The third phase of the restoration process is restitution. Though none of these phases are easy, this is going to be the most challenging one for the team and the person. The questions that have to be explored are: “Who do you owe?” and “What do you owe?” The team is not there to answer these questions, but to lead the person to hear from God.  This part of restoration often reveals how far the team still has to go in dealing with the person’s unrepentant heart and is the reason this phase is so hard. This can be uphill work!

Restitution is rooted in the justice of God. If someone has been robbed, then God’s justice requires a repayment of what was lost, with a value added gift on top of it. You see this understanding in Zacchaeus’ response to his changed heart in Luke 19 when he is ready to give half of his goods to the poor and repay back four times the amount he had defrauded from others.

For a person to be caught up in sin, they have usually defrauded someone. The loot stolen may be time, or dignity, or peace of mind, family ties or actual property. As those who are guiding this person back towards intimacy with God and others, you have an obligation to help him or her face this.
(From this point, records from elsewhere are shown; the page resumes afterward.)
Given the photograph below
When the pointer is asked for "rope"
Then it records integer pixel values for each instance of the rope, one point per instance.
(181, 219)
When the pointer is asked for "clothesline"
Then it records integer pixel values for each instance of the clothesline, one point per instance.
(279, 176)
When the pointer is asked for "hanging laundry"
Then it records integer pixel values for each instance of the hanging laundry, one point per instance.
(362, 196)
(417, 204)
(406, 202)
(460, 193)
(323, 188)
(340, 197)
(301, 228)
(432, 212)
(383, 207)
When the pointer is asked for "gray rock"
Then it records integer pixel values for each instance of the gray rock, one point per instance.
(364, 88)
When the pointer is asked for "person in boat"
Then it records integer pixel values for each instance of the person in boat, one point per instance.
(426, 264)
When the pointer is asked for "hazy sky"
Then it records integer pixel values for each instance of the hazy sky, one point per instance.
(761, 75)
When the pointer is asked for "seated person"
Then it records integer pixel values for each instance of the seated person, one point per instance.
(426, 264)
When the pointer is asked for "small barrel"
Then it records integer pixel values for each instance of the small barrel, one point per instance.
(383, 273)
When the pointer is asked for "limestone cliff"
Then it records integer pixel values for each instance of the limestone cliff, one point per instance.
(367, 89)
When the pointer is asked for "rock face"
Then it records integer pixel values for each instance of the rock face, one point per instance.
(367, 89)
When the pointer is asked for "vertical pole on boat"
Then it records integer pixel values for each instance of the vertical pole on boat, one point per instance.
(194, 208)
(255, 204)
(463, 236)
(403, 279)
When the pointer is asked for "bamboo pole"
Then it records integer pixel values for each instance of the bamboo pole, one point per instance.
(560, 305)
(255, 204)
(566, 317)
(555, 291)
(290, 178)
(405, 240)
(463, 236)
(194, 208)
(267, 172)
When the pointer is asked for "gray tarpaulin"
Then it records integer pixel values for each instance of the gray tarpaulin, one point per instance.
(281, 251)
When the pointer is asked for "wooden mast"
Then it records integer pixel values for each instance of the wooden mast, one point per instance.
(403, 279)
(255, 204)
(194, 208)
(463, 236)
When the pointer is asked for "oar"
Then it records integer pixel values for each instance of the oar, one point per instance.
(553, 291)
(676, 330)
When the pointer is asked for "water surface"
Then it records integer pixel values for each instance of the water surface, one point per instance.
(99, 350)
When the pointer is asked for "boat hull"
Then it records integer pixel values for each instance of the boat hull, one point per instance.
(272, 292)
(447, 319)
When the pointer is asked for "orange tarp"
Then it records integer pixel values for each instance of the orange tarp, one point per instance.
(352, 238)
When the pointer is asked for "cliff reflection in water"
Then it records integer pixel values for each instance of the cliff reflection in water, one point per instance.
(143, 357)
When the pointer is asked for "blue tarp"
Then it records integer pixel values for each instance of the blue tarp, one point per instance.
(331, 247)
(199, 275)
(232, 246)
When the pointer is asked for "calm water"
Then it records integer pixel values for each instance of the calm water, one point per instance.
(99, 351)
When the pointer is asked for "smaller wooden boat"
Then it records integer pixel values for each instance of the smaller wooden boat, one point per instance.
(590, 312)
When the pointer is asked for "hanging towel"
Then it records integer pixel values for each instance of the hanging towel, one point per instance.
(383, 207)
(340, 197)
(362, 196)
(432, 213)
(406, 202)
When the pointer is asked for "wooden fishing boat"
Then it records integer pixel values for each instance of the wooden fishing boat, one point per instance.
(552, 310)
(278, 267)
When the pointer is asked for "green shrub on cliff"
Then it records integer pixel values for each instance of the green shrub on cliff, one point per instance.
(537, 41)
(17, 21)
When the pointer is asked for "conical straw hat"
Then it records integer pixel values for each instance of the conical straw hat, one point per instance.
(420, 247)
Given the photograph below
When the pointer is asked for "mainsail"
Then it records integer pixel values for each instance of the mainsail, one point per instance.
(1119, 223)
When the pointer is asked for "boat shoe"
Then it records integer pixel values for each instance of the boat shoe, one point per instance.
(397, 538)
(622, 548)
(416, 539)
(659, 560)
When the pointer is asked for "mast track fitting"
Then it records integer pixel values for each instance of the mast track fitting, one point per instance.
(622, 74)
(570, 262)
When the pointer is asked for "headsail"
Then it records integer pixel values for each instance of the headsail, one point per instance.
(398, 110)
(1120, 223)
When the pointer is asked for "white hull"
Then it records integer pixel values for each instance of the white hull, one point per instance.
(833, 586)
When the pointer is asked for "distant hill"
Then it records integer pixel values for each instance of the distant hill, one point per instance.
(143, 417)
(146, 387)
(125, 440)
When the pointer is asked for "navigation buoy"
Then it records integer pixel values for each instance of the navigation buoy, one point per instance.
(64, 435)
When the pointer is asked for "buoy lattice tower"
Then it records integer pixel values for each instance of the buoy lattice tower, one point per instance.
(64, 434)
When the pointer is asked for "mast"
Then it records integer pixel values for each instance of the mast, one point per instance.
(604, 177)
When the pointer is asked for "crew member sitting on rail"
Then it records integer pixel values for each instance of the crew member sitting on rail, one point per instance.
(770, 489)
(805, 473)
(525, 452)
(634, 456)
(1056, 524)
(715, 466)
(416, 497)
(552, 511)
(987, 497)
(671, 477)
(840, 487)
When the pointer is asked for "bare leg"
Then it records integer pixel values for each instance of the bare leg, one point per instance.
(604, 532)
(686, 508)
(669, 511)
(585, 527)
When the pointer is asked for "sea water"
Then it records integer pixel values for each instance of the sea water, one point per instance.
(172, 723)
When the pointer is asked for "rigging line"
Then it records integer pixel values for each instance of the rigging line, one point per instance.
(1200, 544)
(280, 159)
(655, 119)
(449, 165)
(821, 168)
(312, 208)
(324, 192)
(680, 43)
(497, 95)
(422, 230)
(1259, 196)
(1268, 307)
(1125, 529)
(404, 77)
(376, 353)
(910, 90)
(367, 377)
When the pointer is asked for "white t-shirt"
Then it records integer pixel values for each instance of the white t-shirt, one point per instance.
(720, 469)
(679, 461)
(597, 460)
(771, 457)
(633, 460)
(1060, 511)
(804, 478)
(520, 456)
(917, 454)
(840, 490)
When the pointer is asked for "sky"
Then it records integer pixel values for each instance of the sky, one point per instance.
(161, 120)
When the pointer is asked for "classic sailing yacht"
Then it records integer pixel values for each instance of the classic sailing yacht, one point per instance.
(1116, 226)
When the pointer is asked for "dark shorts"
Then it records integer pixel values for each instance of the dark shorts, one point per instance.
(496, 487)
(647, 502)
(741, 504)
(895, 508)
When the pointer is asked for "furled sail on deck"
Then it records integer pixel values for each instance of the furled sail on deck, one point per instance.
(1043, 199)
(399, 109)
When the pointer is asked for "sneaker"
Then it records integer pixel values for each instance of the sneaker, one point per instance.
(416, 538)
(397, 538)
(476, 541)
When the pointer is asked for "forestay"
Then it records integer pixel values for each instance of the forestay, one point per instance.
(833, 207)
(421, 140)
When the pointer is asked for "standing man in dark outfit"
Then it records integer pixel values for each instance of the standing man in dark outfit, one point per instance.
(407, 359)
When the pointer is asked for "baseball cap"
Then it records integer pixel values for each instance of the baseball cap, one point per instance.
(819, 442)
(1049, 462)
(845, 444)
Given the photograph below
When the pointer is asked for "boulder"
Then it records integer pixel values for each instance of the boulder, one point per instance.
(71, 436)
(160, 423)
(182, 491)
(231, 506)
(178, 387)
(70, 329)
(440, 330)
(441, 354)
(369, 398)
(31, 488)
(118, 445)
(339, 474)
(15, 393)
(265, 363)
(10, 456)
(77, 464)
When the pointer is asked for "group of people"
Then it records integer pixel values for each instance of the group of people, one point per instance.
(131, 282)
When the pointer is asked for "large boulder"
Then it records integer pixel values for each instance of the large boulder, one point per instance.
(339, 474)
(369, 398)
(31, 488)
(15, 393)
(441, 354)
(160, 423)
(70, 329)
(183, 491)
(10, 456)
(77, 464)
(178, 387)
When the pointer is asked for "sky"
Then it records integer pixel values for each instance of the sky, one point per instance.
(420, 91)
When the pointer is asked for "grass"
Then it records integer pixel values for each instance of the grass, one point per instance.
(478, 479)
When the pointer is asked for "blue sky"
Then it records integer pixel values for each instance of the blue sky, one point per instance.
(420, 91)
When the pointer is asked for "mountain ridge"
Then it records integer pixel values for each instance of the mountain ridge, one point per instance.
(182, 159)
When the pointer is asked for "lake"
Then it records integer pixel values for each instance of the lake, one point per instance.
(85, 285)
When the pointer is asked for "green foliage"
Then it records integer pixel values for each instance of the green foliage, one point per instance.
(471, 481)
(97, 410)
Be aware that the first answers are usually shallow. The person will see restitution as being only about apologies. She or he may want to shrug off the implications of restitution because it brings them a sense of guilt instead of freedom.

If you detect this in the person, then know that the person is still not yet spiritually restored. Encourage the person to listen to the Spirit about what he or she needs to own and pay out in time, finances, or some other form that is right. One helpful way to draw the person in more deeply would be to ask him or her what he or she would expect in return if the situation were reversed.

I found that substituting my voice for the Spirit in this matter only produces resentment towards me instead of submission to what God wants. This is how you know it’s real: When the person responds willingly to the Spirit instead of doing what you have suggested she or he should do.

One final note. Sometimes the person who was sinned against will have nothing to do with the believer you are restoring. I was part of a situation where physical threats were made if the now repentant believer made any personal contact with the injured one. If possible, someone on the team should try to open this kind of shut door. But sometimes you cannot. This situation should be a focus for prayer, but not a stopping point in the restoration process.